Lukas is Mixteca, part of an indigenous group from southern Mexico that’s increasingly become part of California’s farmworker labor force — indigenous migrants who often work the lowest-paying jobs in US fields.

Now, a new survey shows they’ve been hit particularly hard by California’s drought, as farmers leave some fields fallow, or plant crops like almonds that require less labor.

Lukas chops onions she got from a food bank and, these days, tries to make meals stretch as best she can, especially with winter coming. Normally, that’s when farmworkers live off the savings they’ve scraped together from the harvest season. But this year, she says, there aren’t any savings. She and her husband have scrambled to get enough hours picking grapes, raisins and cherries.

That’s a common story among the 350 mostly indigenous farmworkers who have answered questions for a new grassroots survey about the impacts of the California drought. Those conducting surveys are often former farmworkers, like Zenaida Ventura, who speaks Mixteco, Spanish and English. She works with the Frente Indigena de Organizaciones Binacionales, a binational group operating out of Oaxaca and California.

On a recent morning, she set up a booth in Madera, a city that's home to one of the highest concentrations of indigenous immigrants in California. Many come from Oaxaca, Guerrero and Puebla, parts of southern Mexico that send a lot of indigenous migrants to California. Many of them are undocumented. Ventura ask how long people have worked in the fields, and how they have been affected by the drought.
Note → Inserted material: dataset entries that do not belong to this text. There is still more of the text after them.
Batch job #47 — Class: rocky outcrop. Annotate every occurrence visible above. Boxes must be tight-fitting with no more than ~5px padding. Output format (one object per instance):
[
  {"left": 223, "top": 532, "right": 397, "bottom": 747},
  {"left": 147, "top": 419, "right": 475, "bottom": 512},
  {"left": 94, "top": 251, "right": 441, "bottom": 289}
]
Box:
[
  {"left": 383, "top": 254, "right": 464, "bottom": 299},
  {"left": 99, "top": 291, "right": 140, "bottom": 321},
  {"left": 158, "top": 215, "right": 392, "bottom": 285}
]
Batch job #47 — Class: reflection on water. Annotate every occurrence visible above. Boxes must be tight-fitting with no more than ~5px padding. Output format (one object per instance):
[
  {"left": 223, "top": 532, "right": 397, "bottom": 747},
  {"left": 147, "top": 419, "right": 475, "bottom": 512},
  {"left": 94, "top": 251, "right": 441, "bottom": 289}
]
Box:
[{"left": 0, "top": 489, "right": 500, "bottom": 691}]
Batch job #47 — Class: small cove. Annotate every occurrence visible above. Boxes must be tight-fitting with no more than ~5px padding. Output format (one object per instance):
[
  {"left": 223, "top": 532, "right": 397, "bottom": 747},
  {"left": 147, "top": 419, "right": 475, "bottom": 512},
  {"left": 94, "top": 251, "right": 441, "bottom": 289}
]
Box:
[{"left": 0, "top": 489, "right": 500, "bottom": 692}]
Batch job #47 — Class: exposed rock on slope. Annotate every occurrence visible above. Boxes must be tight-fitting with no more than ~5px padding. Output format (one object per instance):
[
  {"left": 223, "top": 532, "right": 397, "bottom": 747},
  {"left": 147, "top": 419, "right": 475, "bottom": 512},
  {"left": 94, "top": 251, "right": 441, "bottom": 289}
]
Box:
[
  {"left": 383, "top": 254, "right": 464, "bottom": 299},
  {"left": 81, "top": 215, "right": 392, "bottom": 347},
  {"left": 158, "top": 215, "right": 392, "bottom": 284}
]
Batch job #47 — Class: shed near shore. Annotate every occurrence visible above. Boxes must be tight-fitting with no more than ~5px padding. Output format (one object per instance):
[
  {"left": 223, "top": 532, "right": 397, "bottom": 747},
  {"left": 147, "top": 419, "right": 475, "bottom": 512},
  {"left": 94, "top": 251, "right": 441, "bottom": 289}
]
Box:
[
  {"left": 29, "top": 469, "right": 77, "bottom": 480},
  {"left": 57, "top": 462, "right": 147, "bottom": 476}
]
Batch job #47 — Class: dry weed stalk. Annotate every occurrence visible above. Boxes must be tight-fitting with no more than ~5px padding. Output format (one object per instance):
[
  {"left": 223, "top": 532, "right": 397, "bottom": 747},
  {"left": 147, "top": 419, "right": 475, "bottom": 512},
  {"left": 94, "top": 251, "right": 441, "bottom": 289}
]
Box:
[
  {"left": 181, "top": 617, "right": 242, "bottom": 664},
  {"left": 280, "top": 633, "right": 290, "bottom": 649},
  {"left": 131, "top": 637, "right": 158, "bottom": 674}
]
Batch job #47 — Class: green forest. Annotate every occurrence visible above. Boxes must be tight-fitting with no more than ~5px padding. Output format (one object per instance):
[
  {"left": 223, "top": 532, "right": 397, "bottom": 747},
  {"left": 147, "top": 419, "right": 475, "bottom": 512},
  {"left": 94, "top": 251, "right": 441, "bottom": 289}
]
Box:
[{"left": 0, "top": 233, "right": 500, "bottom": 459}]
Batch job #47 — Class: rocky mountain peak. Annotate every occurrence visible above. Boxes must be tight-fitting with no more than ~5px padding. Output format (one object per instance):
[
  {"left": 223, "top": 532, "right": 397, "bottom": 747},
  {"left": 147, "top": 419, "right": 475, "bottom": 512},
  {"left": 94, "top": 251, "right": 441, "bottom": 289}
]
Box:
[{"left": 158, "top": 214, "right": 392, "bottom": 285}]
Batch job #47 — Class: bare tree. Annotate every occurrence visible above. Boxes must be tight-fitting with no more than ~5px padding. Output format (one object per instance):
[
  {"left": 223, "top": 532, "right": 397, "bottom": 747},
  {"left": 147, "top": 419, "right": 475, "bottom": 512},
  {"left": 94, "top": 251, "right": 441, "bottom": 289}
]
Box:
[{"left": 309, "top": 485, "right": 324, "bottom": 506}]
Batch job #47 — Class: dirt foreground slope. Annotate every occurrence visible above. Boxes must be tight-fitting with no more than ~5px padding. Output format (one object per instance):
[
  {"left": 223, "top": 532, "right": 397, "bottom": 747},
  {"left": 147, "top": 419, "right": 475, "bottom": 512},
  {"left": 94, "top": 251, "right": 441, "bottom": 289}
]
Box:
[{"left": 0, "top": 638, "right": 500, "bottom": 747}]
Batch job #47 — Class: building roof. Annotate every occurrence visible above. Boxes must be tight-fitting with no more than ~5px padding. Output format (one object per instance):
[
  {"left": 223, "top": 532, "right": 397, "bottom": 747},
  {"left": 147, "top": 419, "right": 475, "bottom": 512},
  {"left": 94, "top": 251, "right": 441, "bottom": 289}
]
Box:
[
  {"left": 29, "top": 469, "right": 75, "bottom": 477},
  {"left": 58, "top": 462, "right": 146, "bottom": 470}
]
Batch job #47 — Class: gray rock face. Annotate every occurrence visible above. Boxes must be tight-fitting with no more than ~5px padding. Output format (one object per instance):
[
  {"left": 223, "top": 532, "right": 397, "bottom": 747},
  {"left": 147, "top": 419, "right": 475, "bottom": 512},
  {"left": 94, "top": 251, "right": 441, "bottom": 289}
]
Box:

A woman pushing her kids in a stroller approaches Ventura’s booth, and agrees to answer the survey questions. The woman tells Ventura her husband had to migrate to Washington state for the first time this year to pick blueberries. He just couldn’t piece together enough work in California, even though they’ve lived here for years. In fact, 92 percent of the indigenous farmworkers surveyed say they’ve had less work or no work because of the drought, while 81 percent had no knowledge of any programs to help farmworkers affected by the drought.

And even if they knew about them, Ventura says, they’re not necessarily eligible. Some drought-related job retraining programs for farmworkers require a social security number, GED or high school diploma. Immigrants can’t get unemployment benefits if they’re undocumented.

“The documented farmworkers, they can go and apply for unemployment,” says Ventura. “Or they can look for another job, if there’s an opening for a restaurant to do dishes. But for the undocumented farmworker, there’s nothing.”

Zenaida Ventura says the indigenous farmworkers she’s surveyed who do still have jobs, say working conditions have gotten tougher.

“Because of the lack of jobs, sometimes you have to do whatever it takes to stay there,” explains Ventura. “No matter if they don’t give you shade or water or your rights, your working rights.”

Some studies have tried to measure the economic impact of the drought on workers. Economists at the University of California-Davis figure more than 10,000 California farmworkers will have lost their jobs this year because crops have less water. What those studies don’t show is that indigenous farmworkers from Mexico are more likely to be undocumented and among the first to lose their jobs on the farm when hours are cut. That’s what’s being reflected in this grassroots survey.

“They’ve been really picking up a lot of details about how tough it has been for families to make ends meet. A lot of these families, they’re really at a crossroads,” says Gaspar Rivera-Salgado, who runs the University of California-Los Angeles' Center for Labor Research and Education. He is a Oaxacan immigrant himself and says indigenous farmworkers are less likely to get stable jobs as tractor drivers or farm supervisors.

“Many people do not realize, but there is a pecking order, a hierarchy, in the labor force in agriculture,” says Rivera-Salgado. “Not only hierarchy in terms of when you migrated, but also this ethnic hierarchy, because these indigenous migrants that come from Mexico also tend to be very discriminated against, not only in Mexico, but also here in the United States.”

And, Rivera-Salgado notes a cruel irony here: Some of the indigenous farmworkers who lost their jobs because of California’s drought had left Mexico because of drought there.